Questo è l’auspicio che da un certo punto di vista dobbiamo darci e cercare di perseguire, cioè capire in che modo questa tecnologia e le opportunità che ci dà il mondo digitale possono diventare un alleato nei processi di tipo educativo e come poterli integrare in favore dello sviluppo delle nuove generazioni, soprattutto dobbiamo cercare di evitare, anche attraverso questi processi, di crea dei conflitti di tipo generazionale. Lo dicevo in precedenza, spesso sento dire, anche da esperti e da pedagogisti, tutta una serie di affermazioni riguardo all’incapacità che hanno le nuove generazioni, al fatto che sono una generazione perduta, che sembra che stiano costruendo un mondo che rischia di collassare, ecco, probabilmente questo è un atteggiamento di una vecchia generazione che non riesce a comprendere che tipo di mondo sta costruendo la nuova generazione, ed è controproducente.

C’è del buono della vecchia generazione che dobbiamo cercare di portare e traslare nella nuova generazione, ma allo stesso tempo dobbiamo, come vecchia generazione, accettare il fatto che il mondo che si sta costruendo è un mondo diverso da quello che noi abbiamo proposto, ma che è un mondo diverso anche da quello che abbiamo ereditato dai nostri genitori, è un processo evolutivo che non può essere fermato.

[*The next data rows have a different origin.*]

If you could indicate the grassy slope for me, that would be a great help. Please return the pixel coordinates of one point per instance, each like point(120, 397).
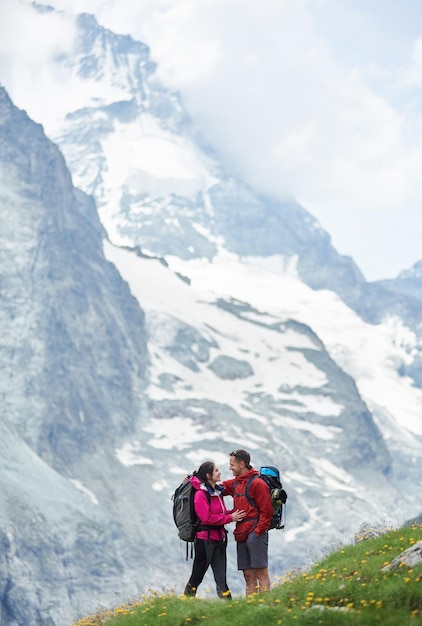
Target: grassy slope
point(348, 587)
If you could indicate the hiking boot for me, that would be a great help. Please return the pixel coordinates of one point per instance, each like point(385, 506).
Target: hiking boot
point(189, 590)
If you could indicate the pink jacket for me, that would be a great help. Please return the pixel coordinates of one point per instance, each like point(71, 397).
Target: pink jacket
point(211, 511)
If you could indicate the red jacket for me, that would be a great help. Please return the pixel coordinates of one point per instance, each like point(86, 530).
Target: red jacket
point(257, 519)
point(211, 511)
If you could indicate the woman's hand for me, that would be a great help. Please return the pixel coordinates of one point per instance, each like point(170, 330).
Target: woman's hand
point(237, 515)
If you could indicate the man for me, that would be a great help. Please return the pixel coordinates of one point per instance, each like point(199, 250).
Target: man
point(251, 533)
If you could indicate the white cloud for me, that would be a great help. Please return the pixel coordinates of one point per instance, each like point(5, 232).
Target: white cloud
point(317, 100)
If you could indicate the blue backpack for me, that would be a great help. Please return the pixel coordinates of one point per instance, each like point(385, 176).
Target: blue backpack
point(271, 476)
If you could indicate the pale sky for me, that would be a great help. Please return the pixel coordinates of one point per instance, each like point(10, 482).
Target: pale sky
point(318, 99)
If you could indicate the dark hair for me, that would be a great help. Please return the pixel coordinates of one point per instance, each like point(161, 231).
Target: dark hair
point(206, 468)
point(242, 455)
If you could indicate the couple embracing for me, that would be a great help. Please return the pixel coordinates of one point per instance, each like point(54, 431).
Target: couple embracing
point(252, 524)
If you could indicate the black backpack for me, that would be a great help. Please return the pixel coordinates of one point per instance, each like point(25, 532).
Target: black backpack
point(271, 476)
point(184, 515)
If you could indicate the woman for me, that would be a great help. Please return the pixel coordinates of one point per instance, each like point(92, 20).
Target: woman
point(211, 536)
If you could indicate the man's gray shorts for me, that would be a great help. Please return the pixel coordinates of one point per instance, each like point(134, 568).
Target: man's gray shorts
point(253, 553)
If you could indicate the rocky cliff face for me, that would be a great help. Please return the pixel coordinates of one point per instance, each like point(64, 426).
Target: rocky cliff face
point(197, 316)
point(73, 359)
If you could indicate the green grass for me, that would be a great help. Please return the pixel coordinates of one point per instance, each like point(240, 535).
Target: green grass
point(347, 588)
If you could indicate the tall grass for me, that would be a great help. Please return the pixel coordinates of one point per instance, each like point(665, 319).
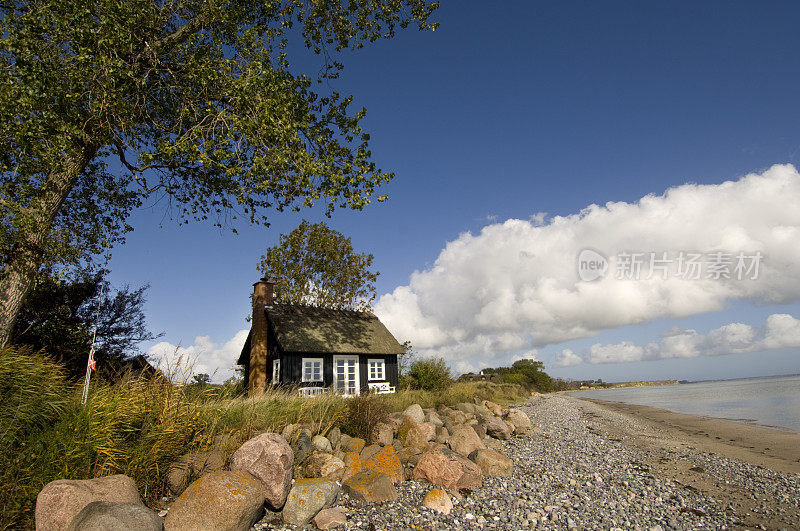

L’auspicio è che dobbiamo costruire delle nuove alleanze educative in cui vecchie e nuove generazioni costruiscono un futuro migliore utilizzando le opportunità che ci vengono offerte dallo sviluppo tecnologico.

Una battuta finale, la vostra ricerca è inserita anche all’interno di un libro, ci dà qualche spunto a favore di chi volesse approfondire questo argomento?

Assolutamente, è un libro edito dalla Erickson che si intitola “Io-Corpo perché occorre ripensare il pensiero pedagogico e il modo in cui educhiamo”. In questo testo abbiamo cercato di partire dai dati delle ricerche che si sono svolte qui da noi, ma anche di quelle fatte da altri colleghi da altri istituti universitari, per cercare poi di fare delle proposte concrete di tipo educativo, quindi metterci al servizio della scuola, degli educatori e degli insegnanti affinché queste sfide possano essere vinte e superate.